A while back I went through my iTunes library and took the songs/albums/artists not already living in their own playlist and put them into a mega-playlist I called all of it. This way I could just hit “shuffle my library” when in my car and emulate what I used to do with my iPod. I don’t want to fuss with any UI, or play some algorithmically-generated playlist full of suggested music I might like. I just want to listen to my library, on shuffle.
But I’ve been feeling lately like shuffling just… isn’t good. Maybe the same artist plays twice in a row, or within just a couple minutes of my past listen. Or each shuffle still front-loads the same small selection of songs, so I don’t really get to explore the depths of my library. It’s not a large library (10,000 songs), but not small either, so why am I hearing the same old stuff? This is the 21st Century, is it really so hard to shuffle music?
The short answer is: no, it’s not. We can pretty much shuffle any list of things in an almost truly random fashion. But there are plenty of reasons shuffling doesn’t seem random. Humans are inherently pattern-seeking animals, and in a truly random sequence of songs, a given artist is no more or less likely to play next based on the previous artist. So you could have two artists play in a row—or if it’s truly random, the same song!
Another problem is that once software gets Good Enough™ it doesn’t usually get touched again until there are actual problems with it—or there is a strong monetary incentive to do so. So a developer with the task to write a shuffle feature might do what’s Good Enough™ to close the ticket according to the requirements and test plan, then move onto the next ticket.
So what does it really take to do a good job shuffling a playlist? I wanted to do a little experimenting so I thought I would start from the ground up and walk through a few different methods. First, I need…
The Music
I took my playlist and ran it through TuneMyMusic to get a CSV. Then I wrote a little bit of code to parse that CSV into a list of Song objects, which would be my test subject for all the shuffling to come.
True Random
First I wanted to see how poorly, or how well, a “true” random shuffle worked. This is easy enough.

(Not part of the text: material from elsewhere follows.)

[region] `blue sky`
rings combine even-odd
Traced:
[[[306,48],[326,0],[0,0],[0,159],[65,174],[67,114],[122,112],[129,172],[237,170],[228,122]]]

We’ll just do a simple loop. For the length of the song list, grab a random song from the list and return it:
for (var i = 0; i < songList.Count - 1; i++)
{
var index = RandomNumber.Next(0, songList.Count - 1); yield return songList[index];
}
And right away I can see that the results are not good enough. Lots of song clustering, even repeats: one song right after the other!
[72]: Goldfinger - Superman
[73]: Metallica - Of Wolf And Man (Live with the SFSO)
[74]: Orville Peck - Bronco
[75]: Def Leppard - Hysteria
[76]: Kacey Musgraves - Follow Your Arrow
[77]: Kacey Musgraves - Follow Your Arrow
[78]: The Thermals - My Heart Went Cold
[79]: Miriam Vaga - Letting Go
A Better Random
After looking at the results from the first random shuffle, two requirements have become clear:
- The input list must have its items rearranged in a random sequence.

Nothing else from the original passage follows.